Two young entrepreneur discuss their start-up ventures and the risks attached (and the benefits gained) from going solo
Written on 8/21/09

Joshua Prince

Joshua Prince: 23-year old director of Bella Stone

Prince set up his consultancy after being made redundant at CB Richard Ellis.

When meeting clients he often gets asked about his age. To make matters tougher, he has not been to university and does not belong to a ‘property family’.

However, with five years’ experience, he is confident about winning work. ‘Being in a large agency helps when you are dealing with large corporates,’ he says. ‘But when dealing with individual investors, as long as you can prove your services, it doesn’t matter.’

His first job on leaving school was with an east London developer, Aitch Group. After three years he joined CBRE.

He says: ‘I don’t have the security of a salary, but the fee I earn is for myself and not a company.’

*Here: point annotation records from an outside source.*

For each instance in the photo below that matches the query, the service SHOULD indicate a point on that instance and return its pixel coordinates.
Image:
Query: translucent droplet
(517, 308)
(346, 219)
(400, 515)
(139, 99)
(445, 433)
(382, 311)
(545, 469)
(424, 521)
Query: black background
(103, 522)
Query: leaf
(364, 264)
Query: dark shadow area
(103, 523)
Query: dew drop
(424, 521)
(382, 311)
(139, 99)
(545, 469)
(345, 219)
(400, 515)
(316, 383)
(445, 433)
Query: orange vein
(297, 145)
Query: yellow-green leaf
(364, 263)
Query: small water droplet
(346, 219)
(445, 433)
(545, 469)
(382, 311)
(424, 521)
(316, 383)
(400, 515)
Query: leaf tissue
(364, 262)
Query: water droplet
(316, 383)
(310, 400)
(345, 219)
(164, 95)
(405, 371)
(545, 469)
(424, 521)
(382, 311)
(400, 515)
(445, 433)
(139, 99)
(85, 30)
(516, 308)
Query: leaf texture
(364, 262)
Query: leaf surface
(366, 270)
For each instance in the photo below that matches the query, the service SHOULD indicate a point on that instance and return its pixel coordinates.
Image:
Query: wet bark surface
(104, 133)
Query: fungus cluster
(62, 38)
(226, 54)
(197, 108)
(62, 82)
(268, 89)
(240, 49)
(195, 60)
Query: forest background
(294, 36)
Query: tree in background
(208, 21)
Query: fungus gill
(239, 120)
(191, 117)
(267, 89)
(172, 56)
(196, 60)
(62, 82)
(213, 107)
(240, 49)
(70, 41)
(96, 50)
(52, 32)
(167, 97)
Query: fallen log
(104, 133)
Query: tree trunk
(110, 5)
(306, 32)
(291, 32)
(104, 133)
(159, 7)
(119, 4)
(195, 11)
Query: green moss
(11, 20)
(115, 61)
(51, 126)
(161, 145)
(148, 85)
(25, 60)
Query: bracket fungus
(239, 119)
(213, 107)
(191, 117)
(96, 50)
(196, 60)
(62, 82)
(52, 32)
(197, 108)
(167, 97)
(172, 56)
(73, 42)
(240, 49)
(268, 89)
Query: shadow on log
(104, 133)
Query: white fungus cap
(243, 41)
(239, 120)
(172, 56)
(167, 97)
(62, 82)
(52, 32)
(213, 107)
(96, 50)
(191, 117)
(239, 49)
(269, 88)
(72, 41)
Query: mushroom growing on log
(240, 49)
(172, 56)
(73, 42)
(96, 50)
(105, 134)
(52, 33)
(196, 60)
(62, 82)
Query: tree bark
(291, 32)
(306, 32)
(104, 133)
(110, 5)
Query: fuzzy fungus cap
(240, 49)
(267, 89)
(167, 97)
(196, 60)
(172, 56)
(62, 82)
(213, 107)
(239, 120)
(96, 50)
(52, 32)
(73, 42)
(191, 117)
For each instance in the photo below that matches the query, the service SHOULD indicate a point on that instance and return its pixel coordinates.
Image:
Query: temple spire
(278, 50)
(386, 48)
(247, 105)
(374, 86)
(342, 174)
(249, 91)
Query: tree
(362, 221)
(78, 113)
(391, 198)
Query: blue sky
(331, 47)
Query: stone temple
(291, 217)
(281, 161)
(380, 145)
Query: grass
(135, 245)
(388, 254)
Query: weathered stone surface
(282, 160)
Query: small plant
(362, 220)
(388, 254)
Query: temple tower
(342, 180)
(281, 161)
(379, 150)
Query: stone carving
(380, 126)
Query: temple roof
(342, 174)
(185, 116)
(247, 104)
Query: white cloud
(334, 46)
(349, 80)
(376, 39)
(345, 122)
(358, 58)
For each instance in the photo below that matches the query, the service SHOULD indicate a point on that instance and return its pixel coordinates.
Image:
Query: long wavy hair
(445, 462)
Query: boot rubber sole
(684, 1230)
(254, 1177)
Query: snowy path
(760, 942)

It cost Prince close to £1,500 to form Bella Stone – including company registration fees, installing a phone line in the office, having business cards printed and subscribing to industry magazines. He wants to keep his costs low and so has already rented out his flat and moved in with his parents.

‘What’s the worse that could happen?’ Prince asks. ‘My business will not take off. I’m only 23 years old and I don’t have the responsibility of a family. There is risk involved but if it comes through there will be big returns.’

Ross Kemp: 28-year old founder of Kingsbury

‘It’s a good opportunity for new companies to launch in this market,’ says Kemp. ‘The economic climate is changing and the way in which we do deals is changing. It’s a time when we can rewrite agency rules.’

Kemp is the founder of the investment and development agency he launched in April 2009 after he resigned from Acorn.

The contacts from his previous employment have helped him establish two or three new clients, one of which is Tottenham Hotspur Football Club.

To win clients he is relying on the reputation he has built up over nearly a decade in the industry.
Kemp bypassed university and went straight into a property career. With the years he has spent in the property industry, he feels it will stand him in good stead.

‘You cannot get a degree in making deals,’ he says. ‘The experience has progressed my career quicker than continuing a university education would have.’